Let's say they add Carl Nicks and Vincent Jackson. All of a sudden, the Redskins are not just contenders to unseat the Giants in their own division, they become playoff contenders on a consistent basis. 

It is easy to forget how good the Redskins looked to start the season, until the coaching staff made the terrible decision to use John Beck, which probably cost them a few games. Their erratic play at the quarterback position was simply too much to overcome. 

The NFC East is still a formidable division. Not only does every team have a high-end quarterback, but each team is loaded with guys who can rush the passer. Having Tuck, Ware, Pierre-Paul, Cole and Babin all in the same division in quite daunting. The Redskins have their own guys in Orakpo and Kerrigan who can take advantage of a deficiency that each NFC East team shares: offensive line problems.

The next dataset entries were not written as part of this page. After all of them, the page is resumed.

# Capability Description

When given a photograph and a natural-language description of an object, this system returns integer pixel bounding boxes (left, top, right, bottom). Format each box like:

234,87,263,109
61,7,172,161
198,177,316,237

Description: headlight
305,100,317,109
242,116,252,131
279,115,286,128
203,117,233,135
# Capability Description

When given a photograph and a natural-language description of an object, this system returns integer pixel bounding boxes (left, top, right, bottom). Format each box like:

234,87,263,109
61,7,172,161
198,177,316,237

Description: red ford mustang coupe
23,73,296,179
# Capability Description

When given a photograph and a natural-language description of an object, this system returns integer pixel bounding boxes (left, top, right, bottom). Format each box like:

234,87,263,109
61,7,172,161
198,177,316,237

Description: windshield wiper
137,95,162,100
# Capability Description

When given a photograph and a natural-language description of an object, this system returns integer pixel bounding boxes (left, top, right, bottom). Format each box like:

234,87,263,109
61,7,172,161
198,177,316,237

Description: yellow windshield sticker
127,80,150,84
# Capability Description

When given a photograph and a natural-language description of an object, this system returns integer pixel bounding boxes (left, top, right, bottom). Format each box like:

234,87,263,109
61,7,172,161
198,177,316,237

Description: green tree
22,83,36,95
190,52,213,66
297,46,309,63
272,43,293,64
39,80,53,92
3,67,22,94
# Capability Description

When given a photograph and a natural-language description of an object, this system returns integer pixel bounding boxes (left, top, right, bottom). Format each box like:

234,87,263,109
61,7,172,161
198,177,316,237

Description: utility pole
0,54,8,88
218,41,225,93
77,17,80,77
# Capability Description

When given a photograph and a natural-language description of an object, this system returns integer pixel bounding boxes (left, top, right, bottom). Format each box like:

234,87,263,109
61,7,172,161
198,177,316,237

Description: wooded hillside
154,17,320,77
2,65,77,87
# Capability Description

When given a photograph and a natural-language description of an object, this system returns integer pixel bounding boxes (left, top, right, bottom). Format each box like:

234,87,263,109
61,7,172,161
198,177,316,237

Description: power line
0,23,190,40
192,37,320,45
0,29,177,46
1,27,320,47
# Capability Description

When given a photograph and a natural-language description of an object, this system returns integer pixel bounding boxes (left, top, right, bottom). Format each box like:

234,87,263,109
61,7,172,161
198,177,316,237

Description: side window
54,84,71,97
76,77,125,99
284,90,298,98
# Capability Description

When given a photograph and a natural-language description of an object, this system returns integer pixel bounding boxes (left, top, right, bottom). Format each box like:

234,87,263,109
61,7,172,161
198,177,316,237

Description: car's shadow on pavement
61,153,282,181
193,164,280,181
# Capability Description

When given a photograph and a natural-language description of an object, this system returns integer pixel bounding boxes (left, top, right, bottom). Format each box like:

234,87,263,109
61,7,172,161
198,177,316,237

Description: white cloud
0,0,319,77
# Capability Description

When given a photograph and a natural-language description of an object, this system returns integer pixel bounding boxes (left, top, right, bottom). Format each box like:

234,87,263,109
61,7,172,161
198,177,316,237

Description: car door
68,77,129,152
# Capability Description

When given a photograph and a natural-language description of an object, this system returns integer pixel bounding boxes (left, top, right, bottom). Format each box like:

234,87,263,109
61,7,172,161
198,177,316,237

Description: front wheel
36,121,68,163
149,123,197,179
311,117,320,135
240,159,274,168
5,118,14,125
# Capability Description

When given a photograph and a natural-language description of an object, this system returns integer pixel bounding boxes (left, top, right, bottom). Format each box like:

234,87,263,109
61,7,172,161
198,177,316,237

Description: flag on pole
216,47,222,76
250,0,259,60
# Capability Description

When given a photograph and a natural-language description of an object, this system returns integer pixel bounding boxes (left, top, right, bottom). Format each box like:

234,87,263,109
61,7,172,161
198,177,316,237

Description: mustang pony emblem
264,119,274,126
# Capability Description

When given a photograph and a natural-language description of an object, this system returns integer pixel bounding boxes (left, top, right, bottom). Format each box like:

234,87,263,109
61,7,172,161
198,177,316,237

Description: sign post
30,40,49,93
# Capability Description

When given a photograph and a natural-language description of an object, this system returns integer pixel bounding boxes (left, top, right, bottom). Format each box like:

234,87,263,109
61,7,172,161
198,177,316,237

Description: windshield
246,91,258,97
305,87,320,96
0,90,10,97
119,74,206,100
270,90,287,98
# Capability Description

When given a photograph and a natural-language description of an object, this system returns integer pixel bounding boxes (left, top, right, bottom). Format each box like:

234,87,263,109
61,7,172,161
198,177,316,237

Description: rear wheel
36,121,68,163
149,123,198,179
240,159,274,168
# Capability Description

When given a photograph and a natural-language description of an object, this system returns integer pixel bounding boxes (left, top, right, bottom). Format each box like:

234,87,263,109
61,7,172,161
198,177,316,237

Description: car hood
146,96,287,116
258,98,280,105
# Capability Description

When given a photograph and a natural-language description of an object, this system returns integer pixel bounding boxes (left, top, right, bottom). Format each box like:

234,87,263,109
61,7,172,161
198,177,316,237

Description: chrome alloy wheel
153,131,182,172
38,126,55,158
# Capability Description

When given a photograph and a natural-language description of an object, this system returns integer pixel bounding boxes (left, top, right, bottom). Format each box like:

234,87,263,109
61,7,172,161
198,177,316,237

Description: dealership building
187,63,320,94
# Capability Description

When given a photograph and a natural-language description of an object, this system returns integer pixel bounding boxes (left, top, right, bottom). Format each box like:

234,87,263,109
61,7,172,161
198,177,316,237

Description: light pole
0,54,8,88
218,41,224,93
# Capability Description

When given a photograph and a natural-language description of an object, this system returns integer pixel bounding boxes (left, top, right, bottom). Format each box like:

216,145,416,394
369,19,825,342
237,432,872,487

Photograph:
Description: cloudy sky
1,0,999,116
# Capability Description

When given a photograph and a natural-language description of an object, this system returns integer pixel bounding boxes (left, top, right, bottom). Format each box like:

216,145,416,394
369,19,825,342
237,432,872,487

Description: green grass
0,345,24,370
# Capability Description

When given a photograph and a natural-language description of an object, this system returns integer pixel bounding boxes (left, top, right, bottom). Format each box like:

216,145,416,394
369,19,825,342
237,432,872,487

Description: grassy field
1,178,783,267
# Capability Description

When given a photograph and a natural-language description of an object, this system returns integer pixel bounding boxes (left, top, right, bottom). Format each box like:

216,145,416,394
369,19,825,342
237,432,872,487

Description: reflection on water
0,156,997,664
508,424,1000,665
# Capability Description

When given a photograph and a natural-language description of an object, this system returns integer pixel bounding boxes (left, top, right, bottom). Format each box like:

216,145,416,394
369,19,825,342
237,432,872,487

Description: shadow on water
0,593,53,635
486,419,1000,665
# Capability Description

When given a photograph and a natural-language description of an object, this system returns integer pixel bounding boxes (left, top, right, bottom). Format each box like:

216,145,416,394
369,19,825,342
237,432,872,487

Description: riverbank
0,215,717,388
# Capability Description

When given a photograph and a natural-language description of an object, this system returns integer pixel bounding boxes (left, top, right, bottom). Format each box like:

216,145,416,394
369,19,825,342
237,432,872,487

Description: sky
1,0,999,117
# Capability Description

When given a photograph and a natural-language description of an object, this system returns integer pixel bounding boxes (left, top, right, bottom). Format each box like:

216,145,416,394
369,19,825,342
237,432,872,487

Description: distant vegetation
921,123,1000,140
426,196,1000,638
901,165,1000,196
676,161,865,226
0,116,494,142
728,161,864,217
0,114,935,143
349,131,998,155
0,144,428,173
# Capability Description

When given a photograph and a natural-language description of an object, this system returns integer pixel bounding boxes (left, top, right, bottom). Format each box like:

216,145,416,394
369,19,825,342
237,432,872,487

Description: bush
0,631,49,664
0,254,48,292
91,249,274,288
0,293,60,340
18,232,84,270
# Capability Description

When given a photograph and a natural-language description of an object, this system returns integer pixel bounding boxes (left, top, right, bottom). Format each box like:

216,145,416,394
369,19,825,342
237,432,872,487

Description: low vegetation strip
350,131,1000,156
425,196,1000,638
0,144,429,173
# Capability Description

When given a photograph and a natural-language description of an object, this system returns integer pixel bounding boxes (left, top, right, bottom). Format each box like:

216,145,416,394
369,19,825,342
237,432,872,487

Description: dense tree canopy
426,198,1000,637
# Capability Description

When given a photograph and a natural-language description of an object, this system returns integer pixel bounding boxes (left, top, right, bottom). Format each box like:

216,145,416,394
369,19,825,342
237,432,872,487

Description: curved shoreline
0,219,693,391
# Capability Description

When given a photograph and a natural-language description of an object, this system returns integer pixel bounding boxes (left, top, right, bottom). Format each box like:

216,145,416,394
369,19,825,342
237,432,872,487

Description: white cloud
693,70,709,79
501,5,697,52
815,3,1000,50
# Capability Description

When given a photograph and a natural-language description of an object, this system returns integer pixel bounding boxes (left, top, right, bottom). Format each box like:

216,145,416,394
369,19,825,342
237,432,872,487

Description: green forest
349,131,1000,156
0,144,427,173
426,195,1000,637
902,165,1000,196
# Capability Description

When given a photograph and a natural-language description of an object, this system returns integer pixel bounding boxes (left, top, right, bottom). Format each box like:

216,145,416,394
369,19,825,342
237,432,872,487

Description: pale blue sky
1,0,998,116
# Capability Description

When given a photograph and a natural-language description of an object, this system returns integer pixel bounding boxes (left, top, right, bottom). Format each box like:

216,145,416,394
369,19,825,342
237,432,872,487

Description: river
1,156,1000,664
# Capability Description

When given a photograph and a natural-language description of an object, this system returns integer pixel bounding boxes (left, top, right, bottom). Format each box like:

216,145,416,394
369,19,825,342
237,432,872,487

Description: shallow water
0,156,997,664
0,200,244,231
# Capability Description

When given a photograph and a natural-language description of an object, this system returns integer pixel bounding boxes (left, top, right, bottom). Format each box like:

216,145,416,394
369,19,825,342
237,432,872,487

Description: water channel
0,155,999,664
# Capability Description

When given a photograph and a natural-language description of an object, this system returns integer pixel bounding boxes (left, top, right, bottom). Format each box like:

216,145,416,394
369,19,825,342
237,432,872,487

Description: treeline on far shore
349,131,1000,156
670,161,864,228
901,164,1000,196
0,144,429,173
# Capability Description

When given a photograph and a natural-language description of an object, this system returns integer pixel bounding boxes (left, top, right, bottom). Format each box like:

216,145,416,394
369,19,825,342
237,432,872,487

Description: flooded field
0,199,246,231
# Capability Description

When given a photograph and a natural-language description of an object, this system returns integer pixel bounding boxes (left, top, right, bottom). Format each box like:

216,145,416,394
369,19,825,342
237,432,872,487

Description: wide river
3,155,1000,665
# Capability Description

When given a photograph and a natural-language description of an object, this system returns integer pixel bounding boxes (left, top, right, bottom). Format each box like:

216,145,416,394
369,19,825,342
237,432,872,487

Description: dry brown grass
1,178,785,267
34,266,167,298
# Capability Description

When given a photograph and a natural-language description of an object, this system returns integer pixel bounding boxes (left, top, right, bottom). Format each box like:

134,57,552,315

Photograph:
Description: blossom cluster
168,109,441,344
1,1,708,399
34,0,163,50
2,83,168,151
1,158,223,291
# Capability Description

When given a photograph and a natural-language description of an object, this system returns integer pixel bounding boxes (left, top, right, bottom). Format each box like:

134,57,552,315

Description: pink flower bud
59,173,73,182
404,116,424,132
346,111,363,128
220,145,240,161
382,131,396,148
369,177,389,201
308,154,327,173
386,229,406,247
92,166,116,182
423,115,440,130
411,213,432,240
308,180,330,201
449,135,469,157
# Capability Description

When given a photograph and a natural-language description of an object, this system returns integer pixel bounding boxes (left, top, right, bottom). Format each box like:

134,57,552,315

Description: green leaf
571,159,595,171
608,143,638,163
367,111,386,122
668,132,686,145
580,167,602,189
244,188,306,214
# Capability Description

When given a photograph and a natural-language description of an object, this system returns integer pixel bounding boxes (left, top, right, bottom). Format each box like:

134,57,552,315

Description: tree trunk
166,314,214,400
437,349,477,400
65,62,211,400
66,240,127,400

Still, it all comes down to whether or not Griffin pans out. Should he fail, the Redskins are in a world of trouble for a long time and it is the end of the Shanahan/Allen era. 

On the other hand, if RGIII is everything the Redskins (and Adidas) hope he is, the dormant era of the Redskins will finally be over and Dan Snyder can finally start to field a winning team on a consistent basis.